Christian Science Monitor – April 5, 2012
Google has sparked an online tizzy with its Project Glass video, a breezy, aspirational clip depicting life after we all sport the search giant’s snazzy new designer spectacles that put the digital world at our, er, nose-tips, from the moment we rise. . . . Bloggers such as Blair MacIntyre, director of the Augmented Reality Lab at the Georgia Institute of Technology in Atlanta, ask the obvious questions, such as “is it a good idea for Google to hype expectations about a product that it cannot possibly deliver?” The future product’s technology builds on many existing smart functions, such as location-based technology and targeted advertising. But, points out Mr. MacIntyre, many of those technologies have also fallen short of expectations. “I was an early adopter with those apps,” he says, but notes that after fumbling through notification after notification of only mildly useful information flowing incessantly into his smart phone, “I stopped looking at each one as it came in.”
http://www.csmonitor.com/layout/set/print/content/view/print/491836

Google Glasses Face Serious Hurdles, Augmented-Reality Experts Say
Wired News – April 5, 2012
When Google officially unveiled Project Glass — the company’s bid to develop Terminator-style augmented-reality glasses — we saw a provocative glimpse of the future. The video Google released yesterday showed us the point of view of someone wearing the glasses, with icons, maps and other graphical overlays appearing over the user’s complete field of vision. Accompanying photos, meanwhile, showed us how the new glasses might look — but the glasses weren’t really glasses.
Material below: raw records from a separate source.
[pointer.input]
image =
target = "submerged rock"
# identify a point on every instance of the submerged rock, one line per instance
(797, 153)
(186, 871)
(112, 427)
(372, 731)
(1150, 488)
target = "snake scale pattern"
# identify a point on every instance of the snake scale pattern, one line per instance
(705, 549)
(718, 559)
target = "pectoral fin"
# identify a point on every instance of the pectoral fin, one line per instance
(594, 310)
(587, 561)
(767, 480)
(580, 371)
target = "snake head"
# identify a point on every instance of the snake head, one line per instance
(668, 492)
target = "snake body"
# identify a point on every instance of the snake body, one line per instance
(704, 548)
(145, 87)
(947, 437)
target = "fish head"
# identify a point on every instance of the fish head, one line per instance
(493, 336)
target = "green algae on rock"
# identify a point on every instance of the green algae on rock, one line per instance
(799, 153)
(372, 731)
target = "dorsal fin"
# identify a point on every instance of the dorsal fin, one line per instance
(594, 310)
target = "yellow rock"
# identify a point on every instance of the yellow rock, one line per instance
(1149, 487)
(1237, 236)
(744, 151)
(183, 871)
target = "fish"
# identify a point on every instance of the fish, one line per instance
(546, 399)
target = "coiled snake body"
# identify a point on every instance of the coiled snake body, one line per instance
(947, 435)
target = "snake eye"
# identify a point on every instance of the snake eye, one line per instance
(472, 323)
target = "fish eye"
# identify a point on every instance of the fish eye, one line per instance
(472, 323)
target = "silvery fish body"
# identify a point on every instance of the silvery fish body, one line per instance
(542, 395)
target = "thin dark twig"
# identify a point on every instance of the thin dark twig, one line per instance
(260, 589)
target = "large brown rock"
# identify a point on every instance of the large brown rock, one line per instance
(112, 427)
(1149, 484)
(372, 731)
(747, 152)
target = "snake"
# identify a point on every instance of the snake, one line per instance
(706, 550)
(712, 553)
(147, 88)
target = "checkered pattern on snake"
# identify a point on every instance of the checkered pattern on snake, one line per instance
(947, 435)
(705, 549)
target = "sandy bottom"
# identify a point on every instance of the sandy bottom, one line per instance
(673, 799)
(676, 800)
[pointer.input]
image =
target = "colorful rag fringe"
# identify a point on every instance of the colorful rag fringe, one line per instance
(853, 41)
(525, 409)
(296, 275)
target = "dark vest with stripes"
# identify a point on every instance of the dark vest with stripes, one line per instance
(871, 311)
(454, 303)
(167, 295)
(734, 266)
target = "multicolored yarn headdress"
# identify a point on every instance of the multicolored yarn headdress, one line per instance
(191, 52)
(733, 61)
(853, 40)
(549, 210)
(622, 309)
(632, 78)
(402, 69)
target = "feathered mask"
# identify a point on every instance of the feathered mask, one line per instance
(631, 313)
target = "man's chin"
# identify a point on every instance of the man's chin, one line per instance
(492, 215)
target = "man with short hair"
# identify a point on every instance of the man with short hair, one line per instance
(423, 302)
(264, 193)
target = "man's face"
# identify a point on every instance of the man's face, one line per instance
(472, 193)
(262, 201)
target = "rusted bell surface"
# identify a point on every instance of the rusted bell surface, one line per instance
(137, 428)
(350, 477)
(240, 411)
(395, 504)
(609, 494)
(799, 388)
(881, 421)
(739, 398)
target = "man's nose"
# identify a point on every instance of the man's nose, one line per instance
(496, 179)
Instead, we saw a system that lacked full lenses, and included just a small, rectangular pieces of glass hovering over the wearer’s right eye… Blair MacIntyre, director of the Augmented Environments Lab at Georgia Tech, concurs: “You could not do AR with a display like this. The small field of view, and placement off to the side, would result in an experience where the content is rarely on the display and hard to discover and interact with. But it’s a fine size and structure for a small head-up display.” Mistry does point out that the Project Glass demo is a concept video. But MacIntyre believes Google may have set the bar too high for itself. “In one simple fake video,” MacIntyre told Wired, “Google has created a level of over-hype and over-expectation that their hardware cannot possibly live up to.”